The Virginian-Pilot
                             THE VIRGINIAN-PILOT 
              Copyright (c) 1995, Landmark Communications, Inc.

DATE: Tuesday, October 31, 1995              TAG: 9510310040
SECTION: DAILY BREAK              PAGE: E1   EDITION: FINAL 
SOURCE: BY RICKEY WRIGHT, STAFF WRITER 
                                             LENGTH: Medium:   62 lines

HALLOWEEN IS HEADING IN SCARY DIRECTIONS

HISTORY DOESN'T record whether it was a dark and stormy night that saw the birth of the Halloween greeting card.

Visibility was certainly high enough to allow the glow of the dollar to be seen.

``On Halloween, what could be more fun than dressing up and screaming a lot?

``Undressing and screaming a lot.''

The former All Hallow's Eve - originally a ghost-intensive Celtic harvest festival called Samhain, then a precursor to All Saints' Day - has become slightly off-limits to kids in the Worried-Sick '90s. At the same time, it's gotten to be ever-bigger business with the same grown-ups who buy Mexican beer on Cinco de Mayo.

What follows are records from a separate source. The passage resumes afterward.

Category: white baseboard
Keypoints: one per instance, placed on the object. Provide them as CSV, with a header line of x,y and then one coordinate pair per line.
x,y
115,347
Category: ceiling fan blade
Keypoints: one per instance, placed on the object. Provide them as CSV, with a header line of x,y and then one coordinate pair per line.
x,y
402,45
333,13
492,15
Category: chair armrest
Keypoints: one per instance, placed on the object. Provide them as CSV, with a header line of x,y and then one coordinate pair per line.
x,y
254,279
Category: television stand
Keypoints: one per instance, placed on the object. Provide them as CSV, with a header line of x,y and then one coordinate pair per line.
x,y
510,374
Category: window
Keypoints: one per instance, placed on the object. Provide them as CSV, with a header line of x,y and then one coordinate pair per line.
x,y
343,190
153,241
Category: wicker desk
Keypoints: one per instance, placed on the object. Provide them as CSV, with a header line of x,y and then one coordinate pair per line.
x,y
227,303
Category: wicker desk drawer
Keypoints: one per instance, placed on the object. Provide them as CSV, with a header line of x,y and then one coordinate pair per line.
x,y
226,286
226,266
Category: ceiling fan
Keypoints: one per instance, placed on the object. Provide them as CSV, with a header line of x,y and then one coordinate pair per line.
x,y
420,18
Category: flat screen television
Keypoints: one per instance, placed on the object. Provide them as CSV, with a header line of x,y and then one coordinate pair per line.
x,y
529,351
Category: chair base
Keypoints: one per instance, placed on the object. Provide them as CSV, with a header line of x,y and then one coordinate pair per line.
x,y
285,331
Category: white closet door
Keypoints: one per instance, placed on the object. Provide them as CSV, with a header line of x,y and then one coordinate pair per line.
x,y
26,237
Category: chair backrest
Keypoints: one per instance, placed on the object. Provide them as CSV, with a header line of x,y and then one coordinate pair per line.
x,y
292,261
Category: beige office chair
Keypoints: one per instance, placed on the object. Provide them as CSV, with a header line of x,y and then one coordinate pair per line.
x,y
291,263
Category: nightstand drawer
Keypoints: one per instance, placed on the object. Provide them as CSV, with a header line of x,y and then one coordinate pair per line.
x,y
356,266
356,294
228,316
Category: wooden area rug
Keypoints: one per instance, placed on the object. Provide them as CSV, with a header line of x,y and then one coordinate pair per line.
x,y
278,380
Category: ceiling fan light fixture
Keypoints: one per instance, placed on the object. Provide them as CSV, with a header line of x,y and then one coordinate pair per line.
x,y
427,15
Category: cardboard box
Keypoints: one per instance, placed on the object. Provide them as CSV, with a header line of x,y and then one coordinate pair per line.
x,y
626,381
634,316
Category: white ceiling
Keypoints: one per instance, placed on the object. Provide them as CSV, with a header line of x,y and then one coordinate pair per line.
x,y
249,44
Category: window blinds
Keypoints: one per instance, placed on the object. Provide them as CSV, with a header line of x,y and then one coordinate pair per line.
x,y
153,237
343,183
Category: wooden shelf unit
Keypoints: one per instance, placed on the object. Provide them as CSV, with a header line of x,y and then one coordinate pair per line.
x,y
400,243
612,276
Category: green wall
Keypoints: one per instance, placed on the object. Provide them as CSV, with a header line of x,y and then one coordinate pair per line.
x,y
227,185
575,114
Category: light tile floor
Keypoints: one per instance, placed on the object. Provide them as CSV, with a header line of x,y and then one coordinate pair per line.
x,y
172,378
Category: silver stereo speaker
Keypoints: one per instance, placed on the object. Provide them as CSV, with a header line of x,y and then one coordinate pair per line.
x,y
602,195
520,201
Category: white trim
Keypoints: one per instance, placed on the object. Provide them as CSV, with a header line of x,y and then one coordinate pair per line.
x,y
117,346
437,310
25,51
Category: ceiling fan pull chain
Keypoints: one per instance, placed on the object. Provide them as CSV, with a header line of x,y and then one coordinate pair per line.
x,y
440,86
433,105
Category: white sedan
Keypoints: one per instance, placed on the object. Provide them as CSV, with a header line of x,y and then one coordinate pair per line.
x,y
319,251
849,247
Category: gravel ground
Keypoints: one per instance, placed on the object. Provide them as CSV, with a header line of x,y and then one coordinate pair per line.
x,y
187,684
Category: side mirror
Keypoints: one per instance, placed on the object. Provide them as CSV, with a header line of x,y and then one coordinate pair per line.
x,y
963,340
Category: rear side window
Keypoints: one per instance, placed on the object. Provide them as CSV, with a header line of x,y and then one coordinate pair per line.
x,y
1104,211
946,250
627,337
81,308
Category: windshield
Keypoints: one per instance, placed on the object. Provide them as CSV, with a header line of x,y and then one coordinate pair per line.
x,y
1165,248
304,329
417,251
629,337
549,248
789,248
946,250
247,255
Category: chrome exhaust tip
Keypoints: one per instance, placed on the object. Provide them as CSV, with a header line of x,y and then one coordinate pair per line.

Just as that day saluting Mexican independence has turned into a major marketing ploy for beer importers, so has Halloween stretched far beyond its child-oriented modern meaning.

Scary stuff:

Costume contests in bars, with prizes rising to $1,000 or more. Never mind that the winners often rent the outfits, head to toe.

Devil's Night, a longstanding Detroit tradition that sees houses and apartment buildings torched for kicks the night before Halloween.

The Portsmouth robbery last October of a 28-year-old by several men wearing Halloween masks at dusk.

Even before all this, it was tough enough to be a kid at Halloween. The threat of unwrapped candy, altered fruit and heedless drivers has led more and more parents to keep their goblins, tramps and Little Mermaids at home, or to escort them to safe gatherings.

Some schools and churches in Norfolk and Virginia Beach have moved away from Halloween and toward harvest themes in their fall festivities.

Likewise spooked by fundamentalist parents who take their devils seriously, other school districts have banned Halloween. Among these are Colorado Springs, Colo.; Aldine, Texas; Bedford, Ohio; and Schaumburg, Ill.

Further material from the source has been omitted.